Some in the party cast her as a pawn of the finance industry and big corporations, partly because she once worked in venture capital. She started Rhode Island’s first venture capital firm.
She doesn’t talk about plutocrats with Warren’s angry fire, not because she thinks they’re above reproach but because she deems vilifying them less fruitful than reminding them that they, too, have a profound stake in a healthier America with a fairer distribution of wealth and more social mobility.
“I fall into the camp that income inequality is the biggest problem we face,” she said Monday night over eggplant parmigiana in a Providence restaurant. An Italian-American, she grew up just outside the city and lives here now with her husband and their two young children.

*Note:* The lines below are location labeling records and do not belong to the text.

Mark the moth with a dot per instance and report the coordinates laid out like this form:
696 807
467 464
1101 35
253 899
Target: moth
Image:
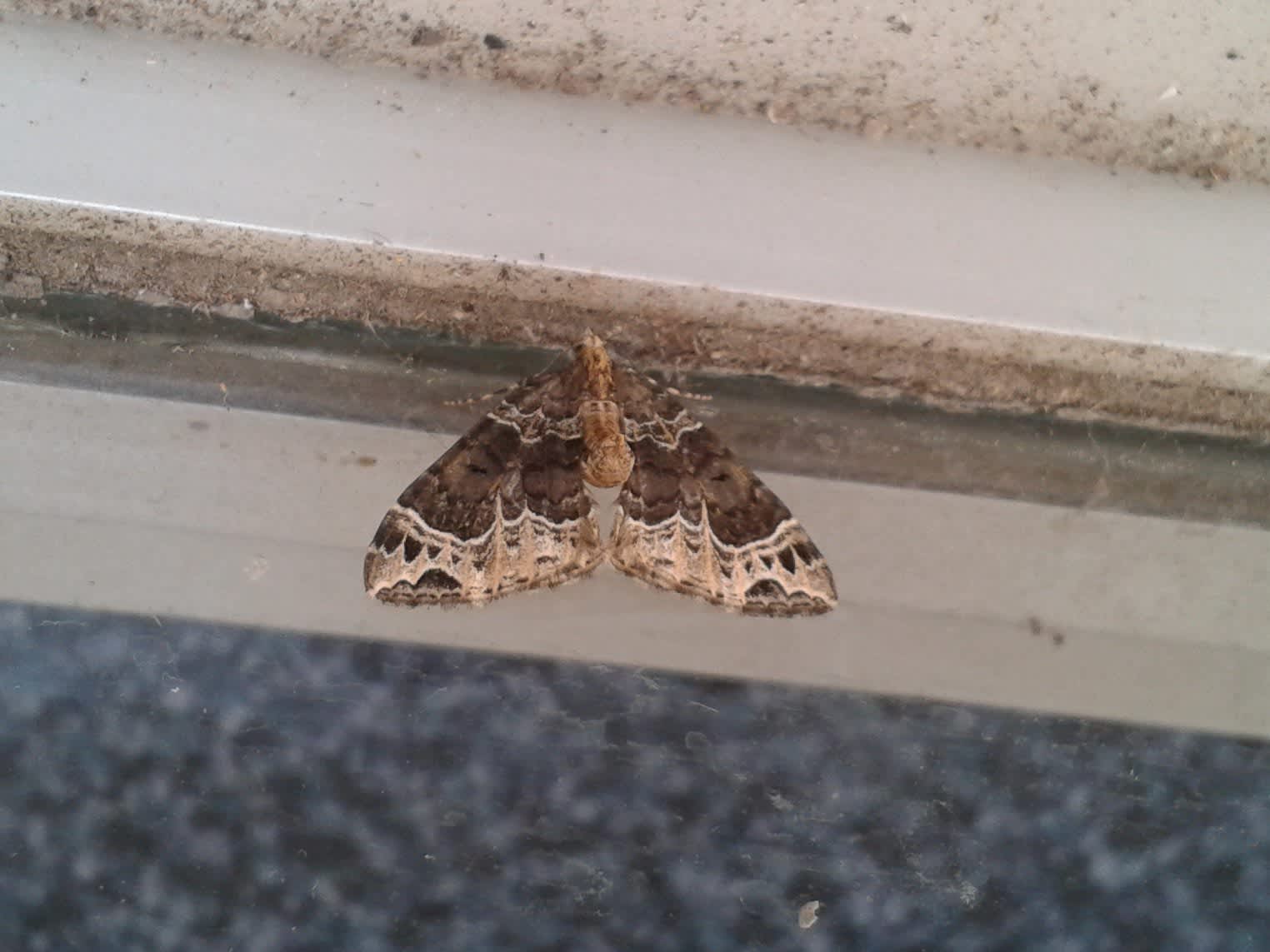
507 509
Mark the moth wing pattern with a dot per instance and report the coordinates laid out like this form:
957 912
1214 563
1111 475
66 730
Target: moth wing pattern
503 511
692 520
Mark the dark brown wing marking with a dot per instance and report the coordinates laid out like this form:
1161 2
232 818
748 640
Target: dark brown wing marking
692 520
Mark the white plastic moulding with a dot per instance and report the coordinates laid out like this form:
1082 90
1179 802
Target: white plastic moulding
142 506
278 142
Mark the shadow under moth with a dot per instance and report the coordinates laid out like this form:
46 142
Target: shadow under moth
507 509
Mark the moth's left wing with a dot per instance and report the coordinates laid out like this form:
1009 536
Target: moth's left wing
503 511
692 520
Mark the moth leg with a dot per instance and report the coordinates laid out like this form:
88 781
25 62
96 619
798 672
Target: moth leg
480 399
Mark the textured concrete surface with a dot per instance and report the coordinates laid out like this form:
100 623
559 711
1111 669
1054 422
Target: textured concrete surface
1166 85
183 787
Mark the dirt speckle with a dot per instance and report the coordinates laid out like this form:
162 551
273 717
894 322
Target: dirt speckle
1038 629
808 915
851 72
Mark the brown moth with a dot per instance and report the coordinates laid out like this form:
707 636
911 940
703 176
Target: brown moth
507 509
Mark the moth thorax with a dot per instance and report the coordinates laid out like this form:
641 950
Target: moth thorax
608 460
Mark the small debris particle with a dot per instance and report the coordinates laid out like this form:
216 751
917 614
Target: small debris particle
807 915
427 36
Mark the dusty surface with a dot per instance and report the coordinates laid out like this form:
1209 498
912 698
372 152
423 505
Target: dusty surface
947 363
1165 85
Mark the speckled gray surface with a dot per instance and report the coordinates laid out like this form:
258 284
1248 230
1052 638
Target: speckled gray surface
178 786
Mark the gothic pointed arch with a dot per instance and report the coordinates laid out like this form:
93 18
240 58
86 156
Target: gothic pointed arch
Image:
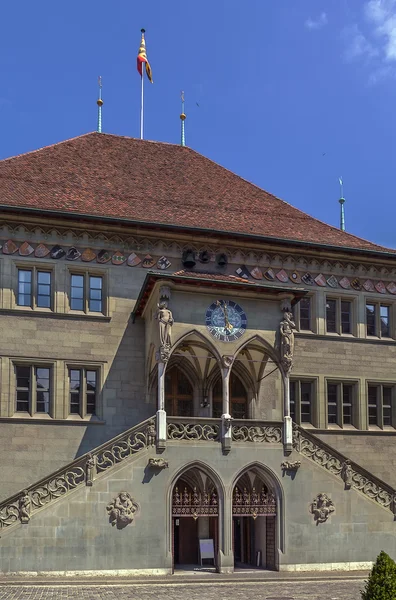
195 503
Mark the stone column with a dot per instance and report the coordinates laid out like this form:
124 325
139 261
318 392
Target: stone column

She said that she has told Wall Street titans point blank that they should be paying higher federal taxes and leveling the playing field, but with this message: “I need you to double down on America. We need you. We need your brains, we need your money, we need your engagement . not because it’s Wall Street versus Main Street, but because you’re some of the smartest, richest people in the world, and you need to be a part of fixing America, because you want to live in an America that’s the best country in the world.”
She said that Democrats must always prioritize the underdogs, the strivers. And she spoke admiringly of Warren: “She says things that make people uncomfortable but need to be said.”
But, she added, “My own rhetoric is not so ‘us versus them.’ I don’t like fighting.”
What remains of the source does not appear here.